I don’t like people videotaping the shows. I understand the concept of someone bootlegging the show, but I don’t like for people to sell them on-line. I wouldn’t say I support people recording the shows- it doesn’t represent the show very well, but I’m not going to come out to see if you have a recorder in your pocket…also, like photos, it’s distracting to see a video camera right in front of me while- it takes me out of the moment.
For obvious reasons we cannot give those details, but you can contact the Lisa Loeb Fan Club:
Lisa Loeb Fan Club
11054 Ventura Blvd, #381
Studio City, CA 91604
I don’t get tired of playing “Stay.” As a music fan, I love seeing my favorite musicians play the songs that I know them for, and I think “Stay” is one of those songs for me as a musician- one that people connect to. It’s also a challenging song to sing: it has a story, lots of vocal range, and some interesting guitar parts. It reminds me of the time period in which I wrote it when I was starting out in NYC after playing music all through college. It reminds me of how the success of the song has taken me all over the world and enabled me to continue to be creative and make music and do other projects, as well as reinforcing my appreciation of where I started and where I’m going. I have so much freedom, thanks to the success of that song.
I love my Hello Kitty rice steamer. I still use it all the time, and it’s the item that connected me with the actual Sanrio company! They sent it to me as a gift along the way, and that started my wonderful relationship with the company here and abroad, especially Japan, where I even attended the MTV music awards with Hello Kitty as my date!
I’ve been working on a new grownup album which should be out later this year. Chad Gilbert from New Found Glory asked if we could make a record together, and we’ve been making a poppy/punky/rock record that I’m very excited to share with you! More on that when it’s about to come out.
I have a lot of projects underway, and I’ll let you know when they’re on the way out. Talking about them before they come out usually slows down the process for some reason.

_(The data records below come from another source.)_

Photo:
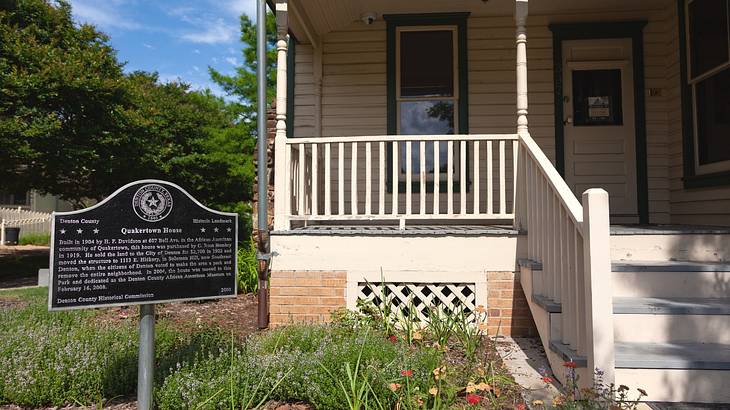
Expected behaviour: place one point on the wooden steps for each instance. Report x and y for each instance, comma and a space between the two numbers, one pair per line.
671, 325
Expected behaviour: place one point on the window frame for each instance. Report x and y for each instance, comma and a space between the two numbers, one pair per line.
695, 173
443, 178
429, 21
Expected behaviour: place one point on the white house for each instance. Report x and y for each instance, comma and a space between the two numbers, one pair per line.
569, 170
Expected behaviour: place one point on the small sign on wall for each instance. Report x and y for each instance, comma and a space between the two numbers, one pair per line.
599, 108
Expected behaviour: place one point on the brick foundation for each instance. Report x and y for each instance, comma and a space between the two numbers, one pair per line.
305, 296
311, 297
509, 314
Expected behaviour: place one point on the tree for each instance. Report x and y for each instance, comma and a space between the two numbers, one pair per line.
193, 138
72, 124
243, 84
61, 87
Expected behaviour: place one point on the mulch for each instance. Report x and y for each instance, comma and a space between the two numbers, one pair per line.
232, 315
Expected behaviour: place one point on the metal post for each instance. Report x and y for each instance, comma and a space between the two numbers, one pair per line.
263, 143
146, 370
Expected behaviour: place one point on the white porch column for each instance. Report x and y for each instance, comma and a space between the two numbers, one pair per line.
520, 193
521, 20
598, 289
282, 197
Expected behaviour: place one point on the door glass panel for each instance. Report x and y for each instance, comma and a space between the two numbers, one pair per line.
426, 63
708, 35
426, 118
597, 97
713, 118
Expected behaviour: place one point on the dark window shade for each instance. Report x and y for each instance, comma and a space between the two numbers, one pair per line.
713, 118
708, 35
426, 63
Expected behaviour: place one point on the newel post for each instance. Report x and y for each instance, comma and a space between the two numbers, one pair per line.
281, 161
520, 193
598, 289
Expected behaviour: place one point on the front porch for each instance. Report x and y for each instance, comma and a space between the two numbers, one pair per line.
494, 210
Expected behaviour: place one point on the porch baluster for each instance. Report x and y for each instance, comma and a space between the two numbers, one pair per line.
353, 180
302, 180
502, 180
315, 180
475, 185
450, 179
327, 180
368, 177
436, 178
462, 178
381, 174
490, 179
422, 177
341, 179
394, 181
409, 177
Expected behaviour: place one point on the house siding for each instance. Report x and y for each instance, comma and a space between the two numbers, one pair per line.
354, 94
697, 206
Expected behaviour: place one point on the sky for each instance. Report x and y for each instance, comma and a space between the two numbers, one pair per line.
179, 39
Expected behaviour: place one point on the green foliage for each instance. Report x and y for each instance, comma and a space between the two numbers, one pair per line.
312, 356
72, 124
67, 357
243, 84
35, 239
248, 275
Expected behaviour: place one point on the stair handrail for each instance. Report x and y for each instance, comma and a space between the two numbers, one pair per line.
553, 177
575, 255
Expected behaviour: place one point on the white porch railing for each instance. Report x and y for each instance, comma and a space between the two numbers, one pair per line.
29, 221
572, 243
367, 178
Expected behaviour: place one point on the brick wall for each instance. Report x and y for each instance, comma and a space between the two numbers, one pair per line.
305, 296
509, 314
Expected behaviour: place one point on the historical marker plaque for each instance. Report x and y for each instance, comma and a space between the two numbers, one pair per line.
148, 242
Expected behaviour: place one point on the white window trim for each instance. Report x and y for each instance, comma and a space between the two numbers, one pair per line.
721, 166
454, 98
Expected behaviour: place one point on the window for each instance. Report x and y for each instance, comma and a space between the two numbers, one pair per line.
427, 93
708, 60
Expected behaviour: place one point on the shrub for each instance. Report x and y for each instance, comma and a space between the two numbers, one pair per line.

That’s a big question. I’m inspired by clothes that fit (which actually makes a big impact on what a person can wear), by comfort, a fabric’s texture, color, wearability. I love simplicity, which often looks best on me, as a petite person who always wears glasses, which is a lot to start out with. I sometimes work with a couple of different stylists who introduce me to new looks or designers, but it’s always a collaboration. I like classic looks that are flattering with a bit of fun.